Russets a Source of Idaho Pride

Giant tubers helped build Idaho

Published online: Oct 01, 2014 Kathy Hedberg, The Lewiston Tribune
Viewed 3320 time(s)

It is next to impossible to find the big Russet Idaho baker potatoes in Idaho grocery stores.

Depending on whom you ask, the blame either falls on the Idaho Potato Commission or the retailers who sell potatoes at their stores.

“It’s my understanding it’s because they ship them all to back East,” said Mike Peer, manager of Rosauers in Lewiston, expressing a widely held notion among Idaho sellers and consumers.

Rosauers doesn’t carry the big bakers and Peer doesn’t know if he could get them if he tried.

Jeweldean Hull of the Idaho Potato Commission in Meridian has a different story.

“The retailers choose which potatoes they’re going to carry,” she said. “It’s completely up to the retailers. We sell our potatoes to anyone who wants to buy them.”

According to the National Potato Council, Idaho is the top potato-producing state in the country with 14.2 billion pounds produced each year. Washington is the second-largest producer with 9.6 billion pounds per year. New York is the biggest importer of Idaho potatoes.

There are a number of varieties of potatoes grown in Idaho, but 60 percent are Russet Burbanks, also known as the big baker variety.

 

Early chefs spurned big taters

Even though potatoes are mostly a Southern Idaho crop nowadays, the first potatoes in Idaho were grown in 1837 near Lapwai, about 10 miles from Lewiston.

According to Aristocrat in Burlap, a history of the potato in Idaho by James W. Davis, Presbyterian missionary Henry Spalding had a disappointing try at using his trail horses to plow the ground and plant a garden. The Nez Perce Indians saw his predicament and offered to break the ground by hand and planted several acres of potatoes.

The Nez Perce probably were the first potato merchants, according to the book, by trading fresh potatoes for clothing and other goods the Indians wanted to immigrants traveling in wagon trains.

The fledgling potato industry was abandoned, however, in 1850 when Spalding was forced to flee the area following the Whitman missionary massacre.

The famous Russet Burbank, known for its large size and white, mealy interior, was developed in 1872 by Luther Burbank.

Don Odiorne, vice president of foodservice for the potato commission, said Burbank, the plant scientist who also developed the Shasta daisy, was told by his doctor to move from New England to the West because of failing health.

To get the money for his move, Odiorne said, Burbank sold some potatoes and kept some seeds for the trip to Colorado and then to the West Coast.

The variety Burbank saved was the Russet Burbank, which made Idaho famous. Unlike the small Irish potatoes Western farmers were used to growing, the Russet Burbank was huge.

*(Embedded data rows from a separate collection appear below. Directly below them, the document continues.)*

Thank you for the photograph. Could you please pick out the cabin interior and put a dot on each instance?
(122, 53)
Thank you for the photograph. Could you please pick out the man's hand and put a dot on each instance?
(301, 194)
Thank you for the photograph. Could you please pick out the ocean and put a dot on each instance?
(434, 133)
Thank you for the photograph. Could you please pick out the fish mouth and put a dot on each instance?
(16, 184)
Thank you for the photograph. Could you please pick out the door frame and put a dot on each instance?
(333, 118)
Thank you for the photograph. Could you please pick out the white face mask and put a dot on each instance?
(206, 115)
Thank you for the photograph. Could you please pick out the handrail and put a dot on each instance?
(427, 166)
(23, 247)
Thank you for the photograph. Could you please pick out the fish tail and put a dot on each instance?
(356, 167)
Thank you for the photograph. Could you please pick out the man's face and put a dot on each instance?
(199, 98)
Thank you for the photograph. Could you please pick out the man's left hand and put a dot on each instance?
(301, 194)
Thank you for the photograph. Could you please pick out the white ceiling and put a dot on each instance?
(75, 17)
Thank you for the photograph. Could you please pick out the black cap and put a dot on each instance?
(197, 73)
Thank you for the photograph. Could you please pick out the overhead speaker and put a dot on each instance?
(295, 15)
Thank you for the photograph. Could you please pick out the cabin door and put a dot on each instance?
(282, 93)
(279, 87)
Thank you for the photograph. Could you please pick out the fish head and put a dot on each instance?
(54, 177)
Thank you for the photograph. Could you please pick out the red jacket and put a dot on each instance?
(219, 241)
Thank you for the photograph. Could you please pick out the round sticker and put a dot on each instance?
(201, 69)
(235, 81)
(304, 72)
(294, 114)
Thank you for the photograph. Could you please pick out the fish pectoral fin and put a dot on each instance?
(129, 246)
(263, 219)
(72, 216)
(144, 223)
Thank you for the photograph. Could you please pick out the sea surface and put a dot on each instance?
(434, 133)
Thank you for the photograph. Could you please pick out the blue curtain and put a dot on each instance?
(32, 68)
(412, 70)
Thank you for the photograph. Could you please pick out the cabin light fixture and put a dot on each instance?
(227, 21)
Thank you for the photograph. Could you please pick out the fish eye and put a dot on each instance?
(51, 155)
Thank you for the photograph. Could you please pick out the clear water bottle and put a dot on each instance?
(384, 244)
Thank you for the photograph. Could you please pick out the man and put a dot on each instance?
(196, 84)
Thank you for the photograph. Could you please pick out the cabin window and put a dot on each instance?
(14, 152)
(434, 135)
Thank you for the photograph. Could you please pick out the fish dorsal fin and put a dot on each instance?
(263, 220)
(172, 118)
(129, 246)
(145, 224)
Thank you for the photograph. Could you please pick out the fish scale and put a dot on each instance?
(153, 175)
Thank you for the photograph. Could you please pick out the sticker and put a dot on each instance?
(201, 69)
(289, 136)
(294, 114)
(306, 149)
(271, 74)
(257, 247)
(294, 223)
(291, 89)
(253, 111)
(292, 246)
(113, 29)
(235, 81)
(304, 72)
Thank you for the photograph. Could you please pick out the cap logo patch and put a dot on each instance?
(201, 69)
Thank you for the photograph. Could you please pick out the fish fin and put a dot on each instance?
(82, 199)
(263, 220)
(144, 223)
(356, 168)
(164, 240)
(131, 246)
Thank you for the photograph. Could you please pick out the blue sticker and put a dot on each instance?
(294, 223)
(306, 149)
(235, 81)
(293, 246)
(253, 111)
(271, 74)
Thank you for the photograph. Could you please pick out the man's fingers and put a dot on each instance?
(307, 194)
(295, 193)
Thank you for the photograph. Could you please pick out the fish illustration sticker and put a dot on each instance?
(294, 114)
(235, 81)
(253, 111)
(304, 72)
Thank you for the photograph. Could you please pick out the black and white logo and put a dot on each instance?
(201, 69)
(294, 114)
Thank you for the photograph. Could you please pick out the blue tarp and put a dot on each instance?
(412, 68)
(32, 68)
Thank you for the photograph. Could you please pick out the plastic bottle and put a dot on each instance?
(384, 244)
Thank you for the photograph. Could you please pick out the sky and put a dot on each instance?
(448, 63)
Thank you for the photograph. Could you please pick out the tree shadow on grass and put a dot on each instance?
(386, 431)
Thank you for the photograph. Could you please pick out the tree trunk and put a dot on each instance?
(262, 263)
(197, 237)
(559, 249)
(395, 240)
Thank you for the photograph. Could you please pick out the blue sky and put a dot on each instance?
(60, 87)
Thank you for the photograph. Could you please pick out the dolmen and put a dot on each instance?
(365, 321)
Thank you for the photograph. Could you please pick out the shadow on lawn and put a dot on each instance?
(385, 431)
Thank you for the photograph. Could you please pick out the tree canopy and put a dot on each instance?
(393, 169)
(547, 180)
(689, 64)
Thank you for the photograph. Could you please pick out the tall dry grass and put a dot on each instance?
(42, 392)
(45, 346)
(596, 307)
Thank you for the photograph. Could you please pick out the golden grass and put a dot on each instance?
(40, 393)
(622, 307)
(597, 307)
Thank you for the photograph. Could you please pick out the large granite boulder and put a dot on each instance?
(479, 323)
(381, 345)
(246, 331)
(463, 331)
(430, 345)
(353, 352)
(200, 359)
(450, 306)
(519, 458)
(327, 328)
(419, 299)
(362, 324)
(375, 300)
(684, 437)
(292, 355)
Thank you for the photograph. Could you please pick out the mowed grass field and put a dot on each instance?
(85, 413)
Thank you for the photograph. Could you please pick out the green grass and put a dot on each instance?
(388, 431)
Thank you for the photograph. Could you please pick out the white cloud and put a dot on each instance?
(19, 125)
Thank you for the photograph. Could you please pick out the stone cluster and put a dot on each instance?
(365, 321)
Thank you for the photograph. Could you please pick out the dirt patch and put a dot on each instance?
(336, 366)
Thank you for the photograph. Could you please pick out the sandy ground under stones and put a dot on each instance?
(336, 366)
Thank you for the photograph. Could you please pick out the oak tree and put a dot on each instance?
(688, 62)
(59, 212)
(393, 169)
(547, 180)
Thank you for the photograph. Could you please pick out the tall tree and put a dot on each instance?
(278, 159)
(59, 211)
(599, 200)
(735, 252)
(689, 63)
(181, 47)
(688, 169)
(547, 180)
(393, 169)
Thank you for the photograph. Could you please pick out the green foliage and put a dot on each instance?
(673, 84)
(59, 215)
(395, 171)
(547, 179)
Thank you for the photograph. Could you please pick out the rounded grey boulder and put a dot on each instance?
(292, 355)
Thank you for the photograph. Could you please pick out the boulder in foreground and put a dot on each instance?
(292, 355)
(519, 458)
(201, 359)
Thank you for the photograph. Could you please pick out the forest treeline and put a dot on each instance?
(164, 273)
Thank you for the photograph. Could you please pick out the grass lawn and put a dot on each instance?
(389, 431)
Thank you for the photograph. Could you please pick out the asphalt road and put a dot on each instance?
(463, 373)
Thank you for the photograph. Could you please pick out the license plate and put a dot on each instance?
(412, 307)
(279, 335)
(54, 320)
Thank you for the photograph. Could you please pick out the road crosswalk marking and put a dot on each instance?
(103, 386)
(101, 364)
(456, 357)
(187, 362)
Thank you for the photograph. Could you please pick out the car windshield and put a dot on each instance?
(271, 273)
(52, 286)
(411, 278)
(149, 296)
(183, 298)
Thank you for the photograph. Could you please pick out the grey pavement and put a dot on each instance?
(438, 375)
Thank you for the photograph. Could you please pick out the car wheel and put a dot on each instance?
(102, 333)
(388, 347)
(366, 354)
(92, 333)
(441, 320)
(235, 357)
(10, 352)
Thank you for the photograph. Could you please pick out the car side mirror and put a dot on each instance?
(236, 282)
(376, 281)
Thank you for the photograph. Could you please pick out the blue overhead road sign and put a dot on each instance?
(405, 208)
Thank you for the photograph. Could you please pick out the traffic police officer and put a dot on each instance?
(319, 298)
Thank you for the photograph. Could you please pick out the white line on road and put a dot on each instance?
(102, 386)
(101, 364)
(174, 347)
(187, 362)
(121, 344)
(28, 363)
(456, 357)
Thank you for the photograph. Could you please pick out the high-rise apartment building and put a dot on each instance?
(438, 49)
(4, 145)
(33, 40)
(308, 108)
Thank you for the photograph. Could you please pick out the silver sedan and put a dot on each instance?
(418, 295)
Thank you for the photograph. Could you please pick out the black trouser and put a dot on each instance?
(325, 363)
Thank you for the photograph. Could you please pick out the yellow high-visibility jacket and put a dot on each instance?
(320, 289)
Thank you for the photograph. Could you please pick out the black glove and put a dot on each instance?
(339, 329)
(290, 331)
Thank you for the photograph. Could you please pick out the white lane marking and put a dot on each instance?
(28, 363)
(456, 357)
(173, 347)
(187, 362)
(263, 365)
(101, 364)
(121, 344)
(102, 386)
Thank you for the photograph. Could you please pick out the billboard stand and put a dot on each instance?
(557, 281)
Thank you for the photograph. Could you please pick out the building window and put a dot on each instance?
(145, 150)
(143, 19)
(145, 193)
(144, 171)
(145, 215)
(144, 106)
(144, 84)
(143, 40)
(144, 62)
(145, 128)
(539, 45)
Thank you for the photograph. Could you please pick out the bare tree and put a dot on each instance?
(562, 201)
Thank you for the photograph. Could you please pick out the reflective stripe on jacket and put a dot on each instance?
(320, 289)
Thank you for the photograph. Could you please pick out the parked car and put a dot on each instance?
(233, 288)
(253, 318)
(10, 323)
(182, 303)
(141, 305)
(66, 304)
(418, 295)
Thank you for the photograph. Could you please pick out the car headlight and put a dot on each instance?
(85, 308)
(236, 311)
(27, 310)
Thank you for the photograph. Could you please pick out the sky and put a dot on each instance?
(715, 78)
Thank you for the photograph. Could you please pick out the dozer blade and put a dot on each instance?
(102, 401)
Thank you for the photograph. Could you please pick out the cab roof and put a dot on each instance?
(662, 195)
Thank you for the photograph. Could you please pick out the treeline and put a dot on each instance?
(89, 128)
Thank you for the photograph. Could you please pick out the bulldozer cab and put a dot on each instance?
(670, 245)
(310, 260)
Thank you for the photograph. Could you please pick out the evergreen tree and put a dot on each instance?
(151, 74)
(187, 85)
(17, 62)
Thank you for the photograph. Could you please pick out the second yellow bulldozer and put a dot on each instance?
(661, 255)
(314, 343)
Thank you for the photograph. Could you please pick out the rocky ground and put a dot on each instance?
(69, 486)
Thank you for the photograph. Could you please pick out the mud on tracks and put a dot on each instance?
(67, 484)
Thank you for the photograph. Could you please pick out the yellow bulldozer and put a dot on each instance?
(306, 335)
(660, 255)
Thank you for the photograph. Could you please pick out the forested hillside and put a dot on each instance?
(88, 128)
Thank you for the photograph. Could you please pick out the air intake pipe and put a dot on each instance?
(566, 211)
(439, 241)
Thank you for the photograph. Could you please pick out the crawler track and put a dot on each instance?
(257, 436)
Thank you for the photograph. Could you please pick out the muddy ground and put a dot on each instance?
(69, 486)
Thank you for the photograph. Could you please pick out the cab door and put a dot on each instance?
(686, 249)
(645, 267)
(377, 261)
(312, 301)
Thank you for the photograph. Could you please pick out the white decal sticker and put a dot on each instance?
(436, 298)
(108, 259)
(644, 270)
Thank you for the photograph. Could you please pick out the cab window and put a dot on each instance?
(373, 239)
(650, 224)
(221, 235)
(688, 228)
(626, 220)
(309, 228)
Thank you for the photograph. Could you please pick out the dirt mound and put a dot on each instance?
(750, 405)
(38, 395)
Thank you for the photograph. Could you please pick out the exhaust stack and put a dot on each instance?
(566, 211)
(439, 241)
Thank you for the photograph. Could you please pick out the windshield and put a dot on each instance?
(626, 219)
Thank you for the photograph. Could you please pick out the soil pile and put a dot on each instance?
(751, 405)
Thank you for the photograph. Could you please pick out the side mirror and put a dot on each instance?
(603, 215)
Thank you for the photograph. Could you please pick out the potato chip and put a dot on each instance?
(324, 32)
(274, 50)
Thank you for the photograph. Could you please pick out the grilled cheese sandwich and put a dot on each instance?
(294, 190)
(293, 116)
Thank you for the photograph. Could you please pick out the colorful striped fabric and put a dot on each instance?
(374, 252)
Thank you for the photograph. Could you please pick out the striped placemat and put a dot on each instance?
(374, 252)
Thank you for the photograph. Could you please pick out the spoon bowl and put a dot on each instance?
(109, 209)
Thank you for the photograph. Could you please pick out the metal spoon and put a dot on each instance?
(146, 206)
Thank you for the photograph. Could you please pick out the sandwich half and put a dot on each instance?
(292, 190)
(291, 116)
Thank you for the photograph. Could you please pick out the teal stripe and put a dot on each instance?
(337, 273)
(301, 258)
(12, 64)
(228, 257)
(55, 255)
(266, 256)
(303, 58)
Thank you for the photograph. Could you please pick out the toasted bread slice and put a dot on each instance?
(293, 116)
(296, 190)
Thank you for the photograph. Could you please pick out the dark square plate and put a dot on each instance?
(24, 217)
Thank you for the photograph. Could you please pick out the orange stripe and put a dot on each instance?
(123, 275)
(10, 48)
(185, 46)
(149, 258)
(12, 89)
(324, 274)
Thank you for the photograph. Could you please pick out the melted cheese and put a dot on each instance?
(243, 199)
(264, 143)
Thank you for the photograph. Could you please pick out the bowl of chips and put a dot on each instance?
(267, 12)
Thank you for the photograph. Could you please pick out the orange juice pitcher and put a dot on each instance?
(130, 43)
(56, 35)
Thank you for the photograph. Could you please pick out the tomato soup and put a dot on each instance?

Paradoxically, the Russets were spurned by chefs and other buyers because they were too big to serve on the fine china plates then popular in the leading gourmet restaurants of New York and San Francisco.

But Hazen Titus, a dining car superintendent of the Northern Pacific Railway, was talking to local farmers during a stopover in Washington’s Yakima Valley and discovered the farmers were facing a crop failure because the potatoes were too big to sell.

Titus looked at the giant 2-plus-pound potatoes and “saw a way to spread the fame of the Great Northern rail route to the whole nation and beyond,” according to an article by historian Ana Kinkaid. “He purchased the large potatoes that no one else wanted, baked them in the steam from the train’s engines and then served them with butter to the hungry diners waiting in his westward-moving dining cars. And so the baked potato was born.”

 

Russet Burbank still reigns

Today there are more than 30 varieties of potatoes grown in Idaho, but the Russet Burbank, also known from coast to coast as the Great Idaho Potato, is still king.

“Russets are very popular because we all grew up on them,” said Nora Olsen, the University of Idaho’s Extension potato specialist and past president of the Potato Association of America. “They’re a staple food, a comfort food for all of us, and we understand how to cook a Russet, too.”

The Russet Burbank is also the main potato used for french fries, tots and chips. But as consumers become more food-wise, they also are asking for different varieties of potatoes and to know more about the ones they serve.

“The Yukon Gold came up and flared up the market,” for example, Olsen said.

Some of the changes in the potato industry include advertising the names of new varieties and the nutritional benefits of each one. Some potatoes may be higher in vitamin C or in antioxidants.

Olsen said researchers continue to look for ways to reduce the cost of raising potatoes. Russets, for example, are prone to climate stress, so current research is focusing on making them hardier or developing new varieties that hold up well in times of drought.

“There is a reason why we still are the potato state and it’s still on our license plate,” Olsen said. “It powers a lot of jobs in the state and in the nation. Really, we’re pretty proud of what we do in Idaho.”